Re: [BUG] Random intermittent boost failures (Was Re: [BUG] TREE04..)

Joel Fernandes <joel@xxxxxxxxxxxxxxxxx> · Mon, 11 Sep 2023 12:18:16 -0400

On Mon, Sep 11, 2023 at 9:49 AM Paul E. McKenney <paulmck@xxxxxxxxxx> wrote:
>
> On Mon, Sep 11, 2023 at 01:17:30PM +0000, Joel Fernandes wrote:
> > On Mon, Sep 11, 2023 at 01:16:21AM -0700, Paul E. McKenney wrote:
> > > On Mon, Sep 11, 2023 at 02:27:25AM +0000, Joel Fernandes wrote:
> > > > On Sun, Sep 10, 2023 at 07:37:13PM -0400, Joel Fernandes wrote:
> > > > > On Sun, Sep 10, 2023 at 5:16 PM Paul E. McKenney <paulmck@xxxxxxxxxx> wrote:
> > > > > >
> > > > > > On Sun, Sep 10, 2023 at 08:14:45PM +0000, Joel Fernandes wrote:
> > > > > [...]
> > > > > > > >  I have been running into another intermittent one as well which
> > > > > > > > is the boost failure and that happens once in 10-15 runs or so.
> > > > > > > >
> > > > > > > > I was thinking of running the following configuration on an automated
> > > > > > > > regular basis to at least provide a better clue on the lucky run that
> > > > > > > > catches an issue.

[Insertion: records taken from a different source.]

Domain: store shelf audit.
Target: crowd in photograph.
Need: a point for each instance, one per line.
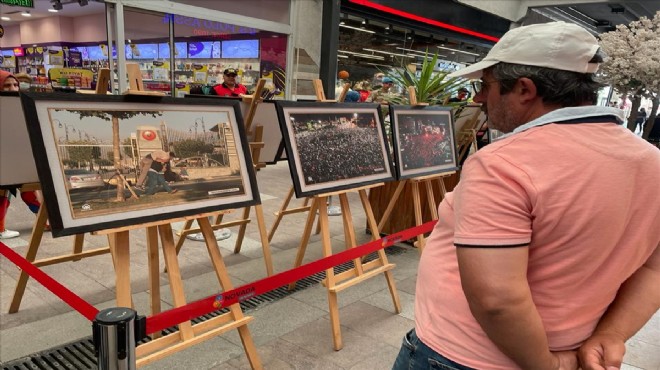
(424, 143)
(334, 153)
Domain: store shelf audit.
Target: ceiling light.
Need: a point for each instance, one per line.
(460, 51)
(362, 55)
(388, 53)
(356, 28)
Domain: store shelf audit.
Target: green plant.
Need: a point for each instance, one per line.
(430, 87)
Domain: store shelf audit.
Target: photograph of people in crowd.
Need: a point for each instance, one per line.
(424, 142)
(337, 148)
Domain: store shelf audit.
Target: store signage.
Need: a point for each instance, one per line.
(206, 27)
(22, 3)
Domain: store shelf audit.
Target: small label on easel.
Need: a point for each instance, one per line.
(230, 190)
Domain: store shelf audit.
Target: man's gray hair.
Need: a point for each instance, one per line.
(566, 88)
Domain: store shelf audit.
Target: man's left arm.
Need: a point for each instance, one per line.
(494, 280)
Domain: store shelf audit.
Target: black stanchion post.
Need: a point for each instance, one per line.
(114, 332)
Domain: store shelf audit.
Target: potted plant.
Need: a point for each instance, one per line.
(430, 86)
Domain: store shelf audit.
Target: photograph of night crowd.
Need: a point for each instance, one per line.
(423, 141)
(334, 146)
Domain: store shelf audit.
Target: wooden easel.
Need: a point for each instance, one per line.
(35, 241)
(188, 334)
(320, 96)
(257, 142)
(468, 136)
(426, 181)
(360, 271)
(255, 148)
(242, 224)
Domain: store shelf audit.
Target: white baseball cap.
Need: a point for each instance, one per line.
(557, 45)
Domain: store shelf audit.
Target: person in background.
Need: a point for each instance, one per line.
(352, 97)
(24, 80)
(382, 95)
(640, 121)
(562, 256)
(229, 86)
(9, 82)
(462, 95)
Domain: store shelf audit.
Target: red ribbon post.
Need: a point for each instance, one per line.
(215, 302)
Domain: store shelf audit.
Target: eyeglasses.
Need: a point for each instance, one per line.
(479, 86)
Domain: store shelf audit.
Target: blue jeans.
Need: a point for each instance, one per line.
(415, 355)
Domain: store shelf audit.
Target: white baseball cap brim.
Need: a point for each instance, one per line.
(557, 45)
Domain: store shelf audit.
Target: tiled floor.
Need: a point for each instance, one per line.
(292, 333)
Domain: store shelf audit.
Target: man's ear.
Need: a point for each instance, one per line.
(527, 90)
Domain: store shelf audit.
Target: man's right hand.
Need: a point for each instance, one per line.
(602, 351)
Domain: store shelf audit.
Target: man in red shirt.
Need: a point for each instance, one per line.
(229, 87)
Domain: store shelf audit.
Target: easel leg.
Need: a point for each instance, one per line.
(349, 232)
(329, 273)
(154, 273)
(280, 214)
(390, 206)
(78, 241)
(430, 199)
(174, 274)
(225, 284)
(182, 237)
(122, 269)
(381, 253)
(305, 237)
(265, 246)
(241, 230)
(31, 255)
(418, 213)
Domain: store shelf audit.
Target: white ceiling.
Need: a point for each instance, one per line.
(70, 8)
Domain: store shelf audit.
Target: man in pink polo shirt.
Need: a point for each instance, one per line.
(549, 243)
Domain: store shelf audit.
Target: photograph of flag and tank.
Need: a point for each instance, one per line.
(115, 160)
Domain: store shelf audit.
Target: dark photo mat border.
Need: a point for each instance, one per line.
(43, 162)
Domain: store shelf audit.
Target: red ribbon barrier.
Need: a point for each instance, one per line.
(215, 302)
(51, 284)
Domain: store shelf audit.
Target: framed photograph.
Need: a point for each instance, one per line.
(424, 141)
(334, 146)
(109, 161)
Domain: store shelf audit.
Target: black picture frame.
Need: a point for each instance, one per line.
(345, 150)
(423, 140)
(144, 125)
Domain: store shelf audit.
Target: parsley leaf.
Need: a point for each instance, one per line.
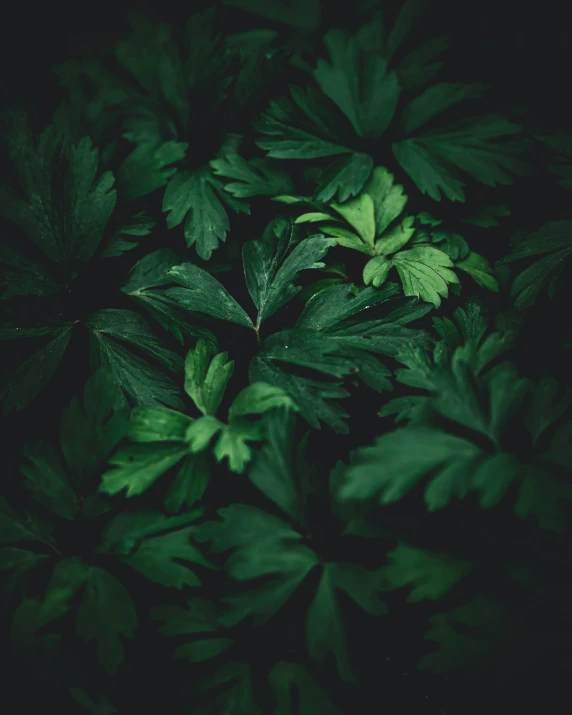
(262, 544)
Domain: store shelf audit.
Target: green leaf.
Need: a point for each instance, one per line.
(157, 559)
(480, 269)
(13, 528)
(359, 83)
(106, 613)
(233, 443)
(56, 200)
(430, 574)
(200, 620)
(345, 177)
(265, 546)
(204, 294)
(19, 388)
(325, 632)
(435, 100)
(201, 432)
(425, 272)
(270, 273)
(257, 399)
(125, 237)
(302, 14)
(99, 706)
(205, 382)
(47, 482)
(302, 127)
(157, 424)
(359, 213)
(150, 274)
(139, 381)
(257, 177)
(272, 472)
(149, 167)
(313, 397)
(287, 678)
(137, 467)
(479, 636)
(189, 484)
(399, 460)
(190, 197)
(553, 239)
(435, 160)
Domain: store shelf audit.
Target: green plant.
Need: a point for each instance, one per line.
(273, 420)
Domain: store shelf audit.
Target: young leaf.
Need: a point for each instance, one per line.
(360, 84)
(256, 177)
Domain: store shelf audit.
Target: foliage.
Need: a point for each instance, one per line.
(274, 416)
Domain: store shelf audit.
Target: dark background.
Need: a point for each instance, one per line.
(524, 53)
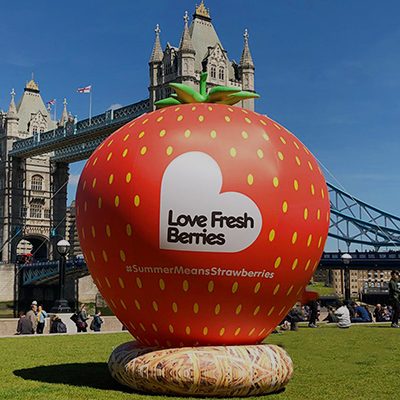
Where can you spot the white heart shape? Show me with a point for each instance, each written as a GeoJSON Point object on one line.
{"type": "Point", "coordinates": [196, 216]}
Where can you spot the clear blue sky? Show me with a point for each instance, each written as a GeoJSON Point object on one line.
{"type": "Point", "coordinates": [328, 70]}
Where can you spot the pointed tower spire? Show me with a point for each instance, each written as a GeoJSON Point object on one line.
{"type": "Point", "coordinates": [157, 54]}
{"type": "Point", "coordinates": [12, 109]}
{"type": "Point", "coordinates": [186, 44]}
{"type": "Point", "coordinates": [246, 61]}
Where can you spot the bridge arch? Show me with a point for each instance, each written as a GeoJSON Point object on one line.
{"type": "Point", "coordinates": [36, 244]}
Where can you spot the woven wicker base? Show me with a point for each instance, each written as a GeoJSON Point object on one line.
{"type": "Point", "coordinates": [221, 371]}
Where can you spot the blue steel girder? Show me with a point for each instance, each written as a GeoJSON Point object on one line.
{"type": "Point", "coordinates": [355, 221]}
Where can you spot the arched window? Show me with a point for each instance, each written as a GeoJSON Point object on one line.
{"type": "Point", "coordinates": [221, 74]}
{"type": "Point", "coordinates": [213, 72]}
{"type": "Point", "coordinates": [37, 182]}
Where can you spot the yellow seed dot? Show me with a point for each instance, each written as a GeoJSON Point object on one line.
{"type": "Point", "coordinates": [276, 289]}
{"type": "Point", "coordinates": [128, 230]}
{"type": "Point", "coordinates": [235, 287]}
{"type": "Point", "coordinates": [271, 235]}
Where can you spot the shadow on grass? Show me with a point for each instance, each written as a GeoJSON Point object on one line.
{"type": "Point", "coordinates": [94, 375]}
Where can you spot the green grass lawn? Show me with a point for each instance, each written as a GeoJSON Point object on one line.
{"type": "Point", "coordinates": [362, 362]}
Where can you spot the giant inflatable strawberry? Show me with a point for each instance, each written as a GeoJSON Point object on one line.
{"type": "Point", "coordinates": [202, 223]}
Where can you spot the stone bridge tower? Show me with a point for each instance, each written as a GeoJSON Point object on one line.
{"type": "Point", "coordinates": [33, 192]}
{"type": "Point", "coordinates": [199, 50]}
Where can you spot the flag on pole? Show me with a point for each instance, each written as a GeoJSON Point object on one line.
{"type": "Point", "coordinates": [85, 89]}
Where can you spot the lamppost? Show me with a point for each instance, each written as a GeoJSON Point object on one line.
{"type": "Point", "coordinates": [61, 305]}
{"type": "Point", "coordinates": [346, 259]}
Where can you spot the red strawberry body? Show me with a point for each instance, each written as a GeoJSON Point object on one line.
{"type": "Point", "coordinates": [202, 224]}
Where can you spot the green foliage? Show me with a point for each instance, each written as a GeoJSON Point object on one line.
{"type": "Point", "coordinates": [329, 364]}
{"type": "Point", "coordinates": [218, 94]}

But then the issue is it would change timing enough
> > > > > > > > to maybe hide bugs. I could also make it submit logs automatically to
> > > > > > > > the list on such occurrences, but one step at a time and all that.  I
> > > > > > > > do need to add (hopefully less noisy) tick/timer related trace events.
> > > > > > > >
> > > > > > > > # Define the bootargs array
> > > > > > > > bootargs=(
[...]
> > > > > > > So some insight on this boost failure. Just before the boost failures are
> > > > > > > reported, I see the migration thread interferring with the rcu_preempt thread
> > > > > > > (aka GP kthread). See trace below. Of note is that the rcu_preempt thread is
> > > > > > > runnable while context switching, which means its execution is interferred.
> > > > > > > The rcu_preempt thread is at RT prio 2 as can be seen.
> > > > > > >
> > > > > > > So some open-ended questions: what exactly does the migration thread want,
> > > > > > > this is something related to CPU hotplug? And if the migration thread had to
> > > > > > > run, why did the rcu_preempt thread not get pushed to another CPU by the
> > > > > > > scheduler? We have 16 vCPUs for this test.
> > > > > >
> > > > > > Maybe we need a cpus_read_lock() before doing a given boost-test interval
> > > > > > and a cpus_read_unlock() after finishing one?  But much depends on
> > > > > > exactly what is starting those migration threads.
> > > > >
> > > > > But in the field, a real RT task can preempt a reader without doing
> > > > > cpus_read_lock() and may run into a similar boost issue?
> > >
> > > The sysctl_sched_rt_runtime should prevent a livelock in most
> > > configurations.  Here, rcutorture explicitly disables this.
> >
> > I see. Though RT throttling will actually stall the rcu_preempt thread as
> > well in the real world. RT throttling is a bit broken and we're trying to fix
> > it in scheduler land. Even if there are idle CPUs, RT throttling will starve
> > not just the offending RT task, but all of them essentially causing a
> > priority inversion between running RT and CFS tasks.
>
> Fair point.  But that requires that the offending runaway RT task hit both
> a reader and the grace-period kthread.  Keeping in mind that rcutorture
> is provisioning one runaway RT task per CPU, which in the real world is
> hopefully quite rare.  Hopefully.  ;-)

You are right, I exaggerated a bit. Indeed in the real world, RT
throttling can cause a prio inversion with CFS only if all other CPUs
are also RT throttled. Otherwise it tries to migrate the RT task to
another CPU. That's a very great point.

> Sounds like good progress!  Please let me know how it goes!!!

Thanks! Will do,

 - Joel